Travelers should also be aware that many tour operators, guides, and maps make it difficult to find services in the Palestinian neighborhoods of East Jerusalem. We encourage visitors to ask questions and not overlook some important elements of the history of Palestinians in Jerusalem. For example, the beautiful plaza in front of the Western Wall, pictured in a recent ENS article, was created by forcibly removing inhabitants of a Moroccan neighborhood that had been there and levelling their homes to create the plaza. The Western Wall is a place of spiritual power and focus for prayer and we encourage everyone to visit it, but to do so with awareness of the sad events that occurred there. We believe that ignoring such realities makes the pilgrimage less complete and less authentic. Kathleen Christison, convener of EPF PIN’s education working group who headed up the effort, adds, “Today, the land where Jesus lived is still there, but close-up knowledge of the land and the Palestinian people who have lived there since Jesus’ time is sadly lacking. Seeing is believing, and Palestinians of all faiths eagerly wait for visitors to ‘come and see’ and learn what Palestine is all about.”

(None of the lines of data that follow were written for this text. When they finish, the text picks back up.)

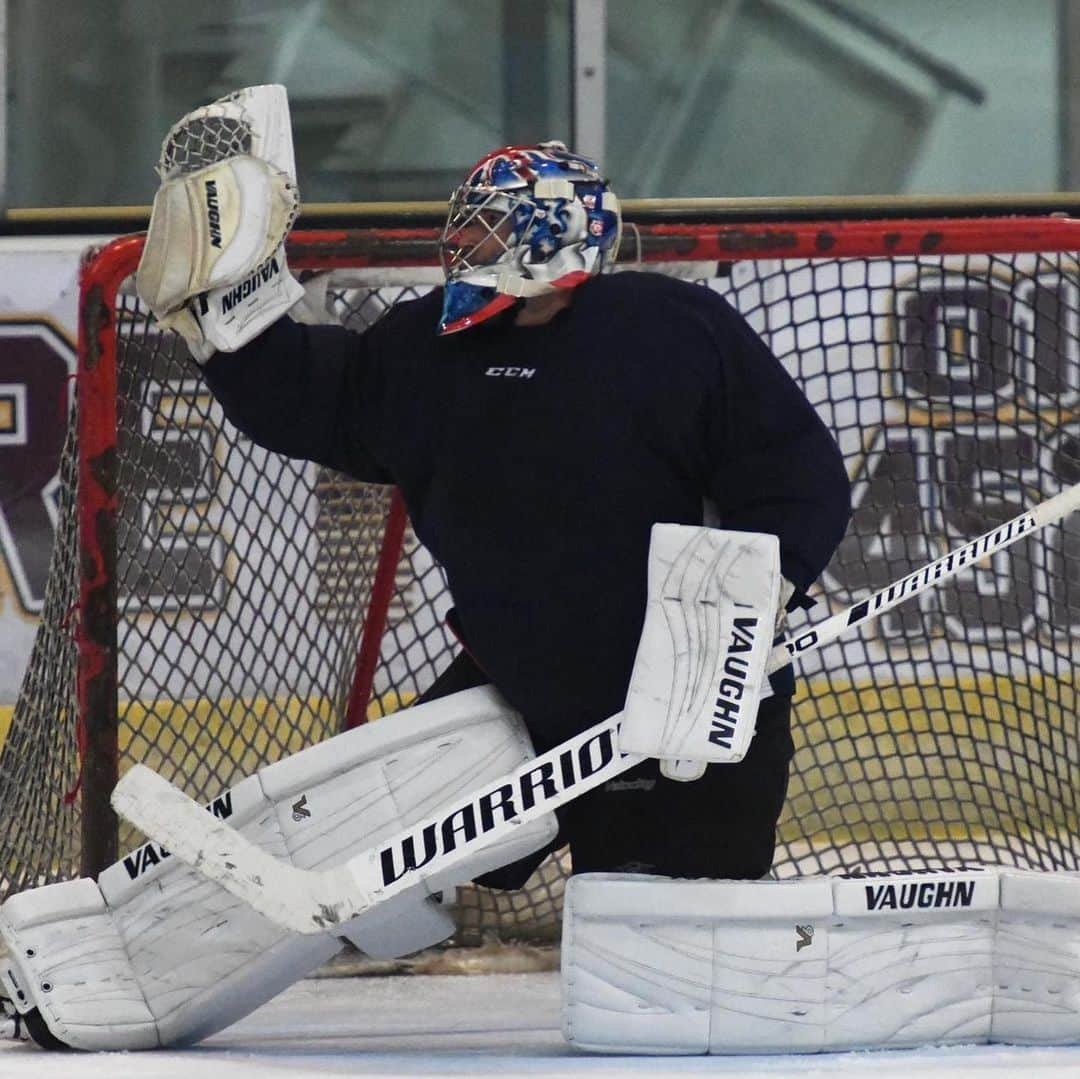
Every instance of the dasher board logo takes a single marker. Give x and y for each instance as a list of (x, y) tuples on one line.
[(36, 361), (981, 421)]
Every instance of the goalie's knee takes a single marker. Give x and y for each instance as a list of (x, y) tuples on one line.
[(661, 966)]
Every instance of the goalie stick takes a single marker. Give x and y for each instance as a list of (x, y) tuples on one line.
[(311, 901)]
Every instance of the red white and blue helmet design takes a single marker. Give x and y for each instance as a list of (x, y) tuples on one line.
[(527, 219)]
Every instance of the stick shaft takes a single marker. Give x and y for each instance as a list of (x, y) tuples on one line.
[(929, 577)]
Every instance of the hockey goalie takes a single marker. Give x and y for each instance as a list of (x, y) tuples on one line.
[(565, 441)]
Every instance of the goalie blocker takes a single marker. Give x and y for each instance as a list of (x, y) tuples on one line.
[(653, 966)]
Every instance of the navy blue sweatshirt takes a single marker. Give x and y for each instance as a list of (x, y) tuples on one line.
[(535, 460)]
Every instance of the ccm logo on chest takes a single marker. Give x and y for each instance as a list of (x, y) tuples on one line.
[(510, 372)]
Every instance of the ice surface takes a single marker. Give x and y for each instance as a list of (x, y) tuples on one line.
[(504, 1025)]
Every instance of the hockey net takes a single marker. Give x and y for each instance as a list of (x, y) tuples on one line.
[(213, 607)]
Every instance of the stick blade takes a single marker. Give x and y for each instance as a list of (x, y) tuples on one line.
[(279, 891)]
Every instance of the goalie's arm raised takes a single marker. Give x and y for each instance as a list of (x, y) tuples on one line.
[(309, 392)]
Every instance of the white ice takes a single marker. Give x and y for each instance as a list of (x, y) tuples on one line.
[(504, 1025)]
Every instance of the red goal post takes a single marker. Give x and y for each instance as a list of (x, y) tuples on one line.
[(945, 354)]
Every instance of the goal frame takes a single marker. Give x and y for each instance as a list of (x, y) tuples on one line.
[(104, 270)]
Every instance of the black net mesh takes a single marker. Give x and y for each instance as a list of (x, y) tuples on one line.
[(943, 732)]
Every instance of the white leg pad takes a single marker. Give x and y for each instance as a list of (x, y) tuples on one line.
[(659, 966), (154, 954), (1037, 970)]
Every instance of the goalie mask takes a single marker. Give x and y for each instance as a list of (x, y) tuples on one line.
[(527, 220)]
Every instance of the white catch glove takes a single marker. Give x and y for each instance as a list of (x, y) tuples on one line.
[(214, 266)]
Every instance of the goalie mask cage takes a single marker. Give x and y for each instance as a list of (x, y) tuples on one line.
[(212, 607)]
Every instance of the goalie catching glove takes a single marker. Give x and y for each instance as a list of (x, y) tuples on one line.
[(214, 266)]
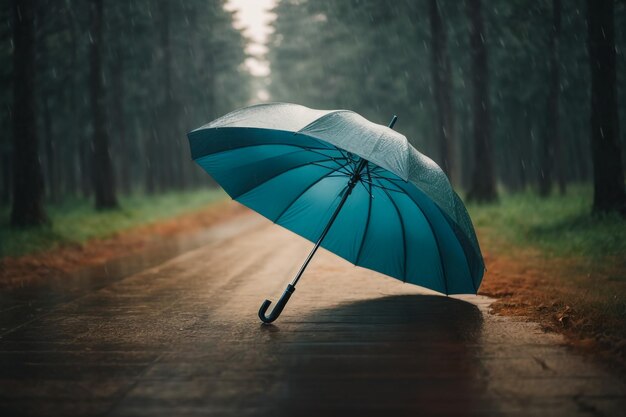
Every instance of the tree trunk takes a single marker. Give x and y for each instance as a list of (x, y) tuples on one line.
[(550, 152), (442, 83), (119, 121), (608, 172), (28, 187), (102, 171), (50, 151), (5, 195), (483, 182)]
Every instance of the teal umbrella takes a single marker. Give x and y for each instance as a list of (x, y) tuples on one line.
[(356, 188)]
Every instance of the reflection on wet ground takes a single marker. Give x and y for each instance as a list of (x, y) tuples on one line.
[(180, 337)]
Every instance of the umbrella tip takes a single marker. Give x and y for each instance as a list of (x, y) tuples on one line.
[(393, 121)]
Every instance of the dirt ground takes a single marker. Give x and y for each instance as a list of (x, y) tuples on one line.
[(69, 258), (563, 295), (524, 282)]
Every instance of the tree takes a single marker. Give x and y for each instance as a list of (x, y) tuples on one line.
[(482, 186), (102, 171), (550, 155), (608, 171), (442, 85), (28, 188)]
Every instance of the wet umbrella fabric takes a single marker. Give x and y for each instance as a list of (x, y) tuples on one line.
[(357, 188)]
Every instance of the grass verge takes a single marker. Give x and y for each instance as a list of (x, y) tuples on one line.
[(552, 261), (76, 222)]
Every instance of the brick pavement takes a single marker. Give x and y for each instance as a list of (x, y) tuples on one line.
[(181, 338)]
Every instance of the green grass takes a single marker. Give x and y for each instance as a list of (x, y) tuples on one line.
[(558, 225), (76, 221)]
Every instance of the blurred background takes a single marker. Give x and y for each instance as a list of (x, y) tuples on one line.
[(97, 96)]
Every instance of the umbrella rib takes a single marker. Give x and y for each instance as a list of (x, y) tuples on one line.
[(432, 231), (403, 234), (307, 189), (333, 148), (367, 222), (382, 187), (288, 170)]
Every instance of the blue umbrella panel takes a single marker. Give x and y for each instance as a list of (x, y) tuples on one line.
[(356, 188)]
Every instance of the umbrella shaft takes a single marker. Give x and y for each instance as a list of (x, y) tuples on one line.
[(351, 184), (356, 176)]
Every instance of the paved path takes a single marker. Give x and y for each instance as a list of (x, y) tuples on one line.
[(182, 339)]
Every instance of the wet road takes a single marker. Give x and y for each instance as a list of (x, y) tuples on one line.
[(152, 336)]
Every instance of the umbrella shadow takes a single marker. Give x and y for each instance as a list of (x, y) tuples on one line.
[(411, 354)]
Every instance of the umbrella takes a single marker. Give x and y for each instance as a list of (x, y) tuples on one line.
[(356, 188)]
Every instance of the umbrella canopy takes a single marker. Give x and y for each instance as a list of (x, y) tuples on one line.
[(294, 165)]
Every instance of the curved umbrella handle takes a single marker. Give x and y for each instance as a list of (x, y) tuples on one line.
[(278, 308)]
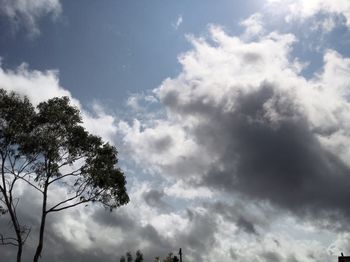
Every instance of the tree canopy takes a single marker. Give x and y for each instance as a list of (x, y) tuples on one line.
[(48, 148)]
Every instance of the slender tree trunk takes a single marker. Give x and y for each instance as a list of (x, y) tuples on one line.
[(12, 213), (42, 226)]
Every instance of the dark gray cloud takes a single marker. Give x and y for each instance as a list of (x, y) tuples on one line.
[(271, 257), (282, 162), (154, 198)]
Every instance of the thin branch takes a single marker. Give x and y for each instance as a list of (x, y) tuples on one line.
[(66, 175), (69, 206)]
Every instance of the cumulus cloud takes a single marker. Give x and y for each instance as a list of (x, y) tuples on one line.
[(27, 13), (257, 125), (253, 25), (178, 22), (39, 86)]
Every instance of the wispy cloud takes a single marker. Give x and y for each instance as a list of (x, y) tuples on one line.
[(178, 22), (27, 13)]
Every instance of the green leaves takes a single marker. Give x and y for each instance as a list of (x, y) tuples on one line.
[(51, 138)]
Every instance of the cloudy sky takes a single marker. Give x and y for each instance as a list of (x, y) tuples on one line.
[(232, 121)]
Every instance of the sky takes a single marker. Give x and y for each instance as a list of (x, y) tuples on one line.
[(231, 119)]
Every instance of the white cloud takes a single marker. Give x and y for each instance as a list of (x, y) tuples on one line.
[(216, 75), (301, 9), (39, 86), (29, 12), (253, 25), (178, 22), (181, 190)]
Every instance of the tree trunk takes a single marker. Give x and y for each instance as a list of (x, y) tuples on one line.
[(42, 226), (11, 212)]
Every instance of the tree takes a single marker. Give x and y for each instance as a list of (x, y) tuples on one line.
[(139, 256), (15, 117), (128, 257), (48, 148)]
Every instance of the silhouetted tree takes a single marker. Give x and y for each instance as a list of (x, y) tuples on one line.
[(169, 258), (128, 257), (139, 256), (48, 147), (16, 115)]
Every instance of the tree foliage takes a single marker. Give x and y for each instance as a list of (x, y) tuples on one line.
[(47, 148)]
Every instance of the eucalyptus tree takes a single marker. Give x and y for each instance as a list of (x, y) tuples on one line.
[(47, 148)]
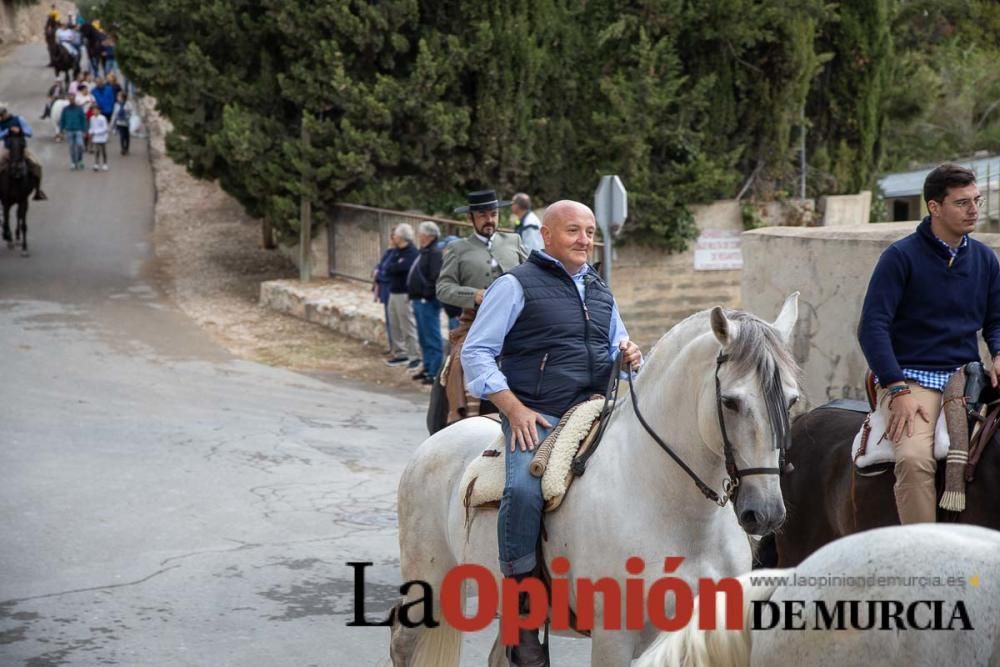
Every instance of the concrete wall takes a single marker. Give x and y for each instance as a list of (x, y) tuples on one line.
[(27, 24), (831, 268), (655, 290)]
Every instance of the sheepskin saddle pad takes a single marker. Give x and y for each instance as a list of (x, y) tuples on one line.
[(483, 481)]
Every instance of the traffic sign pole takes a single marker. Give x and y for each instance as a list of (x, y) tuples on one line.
[(611, 210)]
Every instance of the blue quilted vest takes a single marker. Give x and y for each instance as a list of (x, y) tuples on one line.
[(556, 354)]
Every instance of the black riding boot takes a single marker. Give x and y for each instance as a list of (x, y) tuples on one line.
[(529, 651), (39, 195)]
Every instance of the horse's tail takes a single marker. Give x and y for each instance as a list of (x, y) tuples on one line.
[(440, 646), (693, 647), (437, 647)]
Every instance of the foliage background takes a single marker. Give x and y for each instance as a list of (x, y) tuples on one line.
[(409, 103)]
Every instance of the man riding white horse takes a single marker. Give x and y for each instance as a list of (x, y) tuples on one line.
[(555, 328), (11, 125), (69, 39)]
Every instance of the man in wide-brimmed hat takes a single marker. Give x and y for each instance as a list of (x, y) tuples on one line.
[(470, 266)]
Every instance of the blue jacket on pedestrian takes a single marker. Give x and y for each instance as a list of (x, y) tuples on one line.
[(105, 97), (10, 122), (382, 275), (422, 281), (399, 268), (73, 119), (923, 308)]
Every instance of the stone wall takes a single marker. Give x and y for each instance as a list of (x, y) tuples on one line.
[(831, 268)]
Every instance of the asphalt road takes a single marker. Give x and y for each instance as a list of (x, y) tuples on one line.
[(162, 502)]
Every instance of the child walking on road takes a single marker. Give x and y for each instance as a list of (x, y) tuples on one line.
[(99, 138), (121, 118)]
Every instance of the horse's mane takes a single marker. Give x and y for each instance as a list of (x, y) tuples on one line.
[(756, 348)]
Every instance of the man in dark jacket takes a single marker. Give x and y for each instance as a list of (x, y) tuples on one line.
[(928, 296), (422, 285), (401, 320), (12, 125), (104, 95), (73, 124), (554, 326)]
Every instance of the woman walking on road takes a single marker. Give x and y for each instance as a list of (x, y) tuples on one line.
[(73, 123), (99, 138)]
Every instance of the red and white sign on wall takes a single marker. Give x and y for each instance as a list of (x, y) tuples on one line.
[(718, 250)]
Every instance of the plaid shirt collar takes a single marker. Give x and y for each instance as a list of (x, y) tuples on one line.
[(954, 251)]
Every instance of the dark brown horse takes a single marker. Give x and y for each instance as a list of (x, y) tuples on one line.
[(826, 499), (51, 25), (16, 185)]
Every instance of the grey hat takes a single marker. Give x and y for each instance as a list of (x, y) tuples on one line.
[(482, 200)]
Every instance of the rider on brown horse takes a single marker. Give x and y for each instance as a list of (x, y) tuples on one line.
[(10, 124), (929, 295)]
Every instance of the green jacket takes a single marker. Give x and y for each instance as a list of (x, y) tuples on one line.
[(73, 119), (467, 267)]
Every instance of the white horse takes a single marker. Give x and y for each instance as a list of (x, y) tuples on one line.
[(908, 558), (633, 500), (56, 114)]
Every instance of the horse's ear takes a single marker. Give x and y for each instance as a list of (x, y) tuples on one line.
[(721, 326), (788, 316)]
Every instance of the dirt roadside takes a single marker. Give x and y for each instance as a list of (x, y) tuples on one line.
[(211, 262)]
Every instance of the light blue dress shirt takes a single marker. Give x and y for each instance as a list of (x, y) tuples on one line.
[(501, 306)]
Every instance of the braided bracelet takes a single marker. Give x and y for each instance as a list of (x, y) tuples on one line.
[(896, 394)]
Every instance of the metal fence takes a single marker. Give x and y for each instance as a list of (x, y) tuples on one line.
[(357, 236)]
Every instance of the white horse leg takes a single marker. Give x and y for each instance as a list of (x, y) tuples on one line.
[(611, 648), (425, 492), (498, 654)]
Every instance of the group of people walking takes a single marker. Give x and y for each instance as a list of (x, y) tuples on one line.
[(422, 274), (87, 113)]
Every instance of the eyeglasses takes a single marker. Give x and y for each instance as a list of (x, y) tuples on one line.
[(967, 204)]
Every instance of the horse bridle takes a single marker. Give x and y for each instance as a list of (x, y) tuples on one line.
[(730, 486)]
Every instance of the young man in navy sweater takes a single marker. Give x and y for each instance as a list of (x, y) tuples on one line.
[(928, 296)]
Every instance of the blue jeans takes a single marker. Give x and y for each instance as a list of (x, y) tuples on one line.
[(428, 315), (388, 329), (519, 522), (75, 142)]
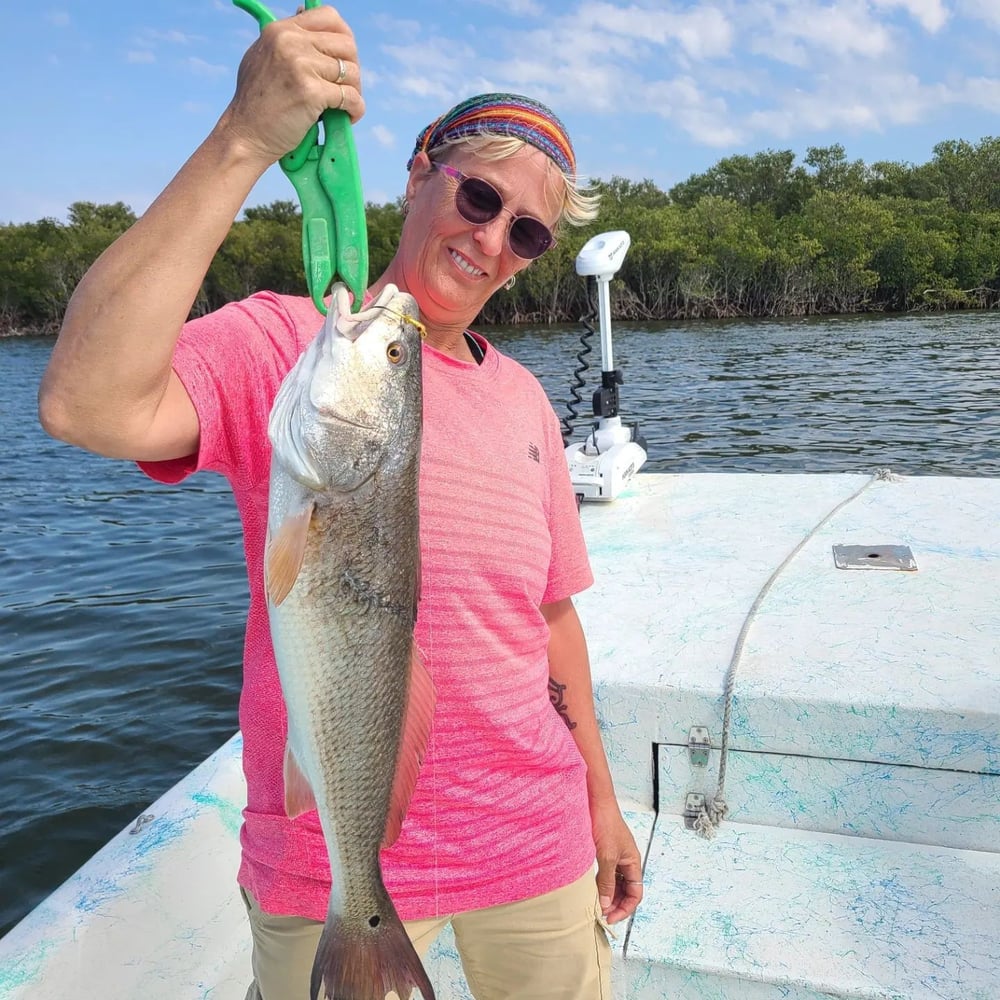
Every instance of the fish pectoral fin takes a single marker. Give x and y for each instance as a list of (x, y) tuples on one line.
[(416, 732), (299, 796), (284, 553)]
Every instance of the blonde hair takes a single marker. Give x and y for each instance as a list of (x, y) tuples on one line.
[(578, 206)]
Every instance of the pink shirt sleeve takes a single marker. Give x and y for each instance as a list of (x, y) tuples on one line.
[(231, 362)]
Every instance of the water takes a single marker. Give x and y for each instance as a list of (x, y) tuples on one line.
[(122, 602)]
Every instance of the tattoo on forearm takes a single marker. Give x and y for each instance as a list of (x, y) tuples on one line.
[(556, 692)]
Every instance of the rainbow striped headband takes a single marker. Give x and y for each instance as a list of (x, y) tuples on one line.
[(502, 114)]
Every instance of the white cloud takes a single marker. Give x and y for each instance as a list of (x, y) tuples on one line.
[(519, 8), (982, 10), (702, 33), (931, 14)]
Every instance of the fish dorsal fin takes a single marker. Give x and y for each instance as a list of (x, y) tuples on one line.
[(299, 796), (416, 731), (284, 553)]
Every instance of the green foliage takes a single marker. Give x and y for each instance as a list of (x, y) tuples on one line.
[(753, 236)]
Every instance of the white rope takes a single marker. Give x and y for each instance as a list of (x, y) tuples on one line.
[(714, 810)]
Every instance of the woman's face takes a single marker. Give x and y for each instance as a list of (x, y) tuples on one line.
[(452, 266)]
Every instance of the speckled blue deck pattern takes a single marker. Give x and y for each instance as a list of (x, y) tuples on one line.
[(863, 779), (859, 856)]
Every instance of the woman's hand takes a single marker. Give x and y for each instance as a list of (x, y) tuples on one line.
[(619, 864), (298, 68)]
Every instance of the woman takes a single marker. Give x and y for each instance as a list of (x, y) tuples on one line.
[(514, 801)]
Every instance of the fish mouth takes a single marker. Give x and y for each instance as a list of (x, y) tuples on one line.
[(339, 418)]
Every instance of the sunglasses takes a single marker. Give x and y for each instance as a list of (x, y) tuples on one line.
[(480, 202)]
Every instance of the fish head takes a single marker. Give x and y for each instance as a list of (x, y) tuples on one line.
[(353, 400)]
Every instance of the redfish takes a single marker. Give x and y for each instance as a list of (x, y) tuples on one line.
[(342, 573)]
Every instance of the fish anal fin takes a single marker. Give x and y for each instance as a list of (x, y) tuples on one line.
[(284, 554), (299, 796), (416, 732)]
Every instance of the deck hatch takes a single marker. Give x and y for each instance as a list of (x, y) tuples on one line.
[(897, 557)]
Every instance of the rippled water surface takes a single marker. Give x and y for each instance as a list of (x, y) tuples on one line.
[(122, 602)]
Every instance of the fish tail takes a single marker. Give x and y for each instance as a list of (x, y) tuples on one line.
[(366, 963)]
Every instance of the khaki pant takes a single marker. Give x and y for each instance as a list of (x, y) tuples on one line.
[(552, 947)]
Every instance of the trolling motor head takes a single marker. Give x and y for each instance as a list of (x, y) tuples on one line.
[(612, 453)]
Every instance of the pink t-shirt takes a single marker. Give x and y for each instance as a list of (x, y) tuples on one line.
[(500, 809)]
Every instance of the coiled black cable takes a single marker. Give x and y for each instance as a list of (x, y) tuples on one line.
[(581, 357)]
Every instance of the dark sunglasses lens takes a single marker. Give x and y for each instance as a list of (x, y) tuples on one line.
[(529, 238), (477, 201)]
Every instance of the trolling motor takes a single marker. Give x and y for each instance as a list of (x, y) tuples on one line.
[(601, 465)]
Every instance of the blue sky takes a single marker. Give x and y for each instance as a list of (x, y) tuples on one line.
[(103, 100)]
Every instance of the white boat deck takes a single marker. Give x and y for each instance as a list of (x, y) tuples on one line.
[(859, 856)]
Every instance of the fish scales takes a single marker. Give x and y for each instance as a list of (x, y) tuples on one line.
[(342, 581)]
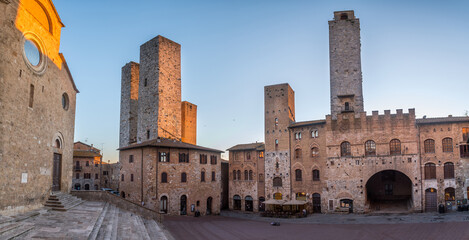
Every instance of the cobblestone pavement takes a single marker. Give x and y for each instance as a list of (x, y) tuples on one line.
[(249, 226), (89, 220)]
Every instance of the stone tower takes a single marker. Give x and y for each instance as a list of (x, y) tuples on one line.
[(129, 104), (345, 64), (189, 122), (159, 101), (279, 102)]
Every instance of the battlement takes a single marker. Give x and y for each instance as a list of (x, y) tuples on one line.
[(344, 15), (351, 121)]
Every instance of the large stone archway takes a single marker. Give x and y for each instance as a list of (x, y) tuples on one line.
[(389, 191)]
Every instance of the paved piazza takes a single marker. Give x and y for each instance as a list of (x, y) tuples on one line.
[(248, 226)]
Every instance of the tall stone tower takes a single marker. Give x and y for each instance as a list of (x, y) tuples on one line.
[(129, 104), (159, 101), (279, 102), (345, 64), (189, 122)]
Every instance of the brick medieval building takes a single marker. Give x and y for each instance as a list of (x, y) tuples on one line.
[(161, 167), (351, 161)]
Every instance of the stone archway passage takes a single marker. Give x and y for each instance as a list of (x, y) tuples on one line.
[(389, 191)]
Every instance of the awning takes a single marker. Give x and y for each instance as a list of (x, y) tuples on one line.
[(295, 202), (273, 202)]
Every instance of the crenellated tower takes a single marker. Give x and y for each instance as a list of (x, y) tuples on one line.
[(345, 64)]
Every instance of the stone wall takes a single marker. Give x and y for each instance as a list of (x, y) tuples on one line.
[(150, 189), (345, 63), (247, 187), (306, 162), (129, 104), (189, 122), (159, 108), (279, 103), (32, 117)]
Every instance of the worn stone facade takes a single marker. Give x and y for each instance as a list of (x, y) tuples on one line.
[(279, 114), (37, 106), (129, 104), (87, 167), (189, 122), (157, 182), (351, 161), (247, 176), (345, 63)]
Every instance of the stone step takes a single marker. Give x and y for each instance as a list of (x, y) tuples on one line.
[(99, 221)]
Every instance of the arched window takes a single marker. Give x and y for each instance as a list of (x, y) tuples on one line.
[(298, 153), (345, 149), (277, 182), (430, 171), (298, 176), (370, 148), (449, 170), (164, 204), (429, 146), (447, 145), (183, 177), (315, 175), (314, 152), (395, 147)]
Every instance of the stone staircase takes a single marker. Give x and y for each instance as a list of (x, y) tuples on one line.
[(14, 227), (59, 201), (114, 223)]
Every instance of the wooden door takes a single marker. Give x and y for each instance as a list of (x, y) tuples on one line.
[(316, 203), (430, 200), (56, 172)]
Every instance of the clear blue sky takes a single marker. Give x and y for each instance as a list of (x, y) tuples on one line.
[(415, 54)]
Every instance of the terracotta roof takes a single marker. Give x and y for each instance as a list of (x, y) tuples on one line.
[(306, 123), (249, 146), (169, 143), (442, 120), (84, 153)]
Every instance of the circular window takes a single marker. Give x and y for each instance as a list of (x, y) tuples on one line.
[(65, 101), (32, 52)]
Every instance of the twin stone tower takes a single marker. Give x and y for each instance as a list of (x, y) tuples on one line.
[(151, 105)]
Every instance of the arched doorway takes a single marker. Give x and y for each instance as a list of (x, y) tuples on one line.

Even after two millennia, the Holy Land still beckons. The call to go is powerful; to stand and walk at the very sites of Jesus’ life and ministry can bring us ever closer to his teachings in new and unexpected ways. The time is soon coming when the pandemic will abate, and travelers will be on the move again. EPF PIN members were delighted to see the recent ENS report of a new virtual Holy Land Pilgrimage app developed by St. Martin’s-in-the-Fields Episcopal Church in Columbia, South Carolina. These new resources provide important trail markers for these journeys of transformation.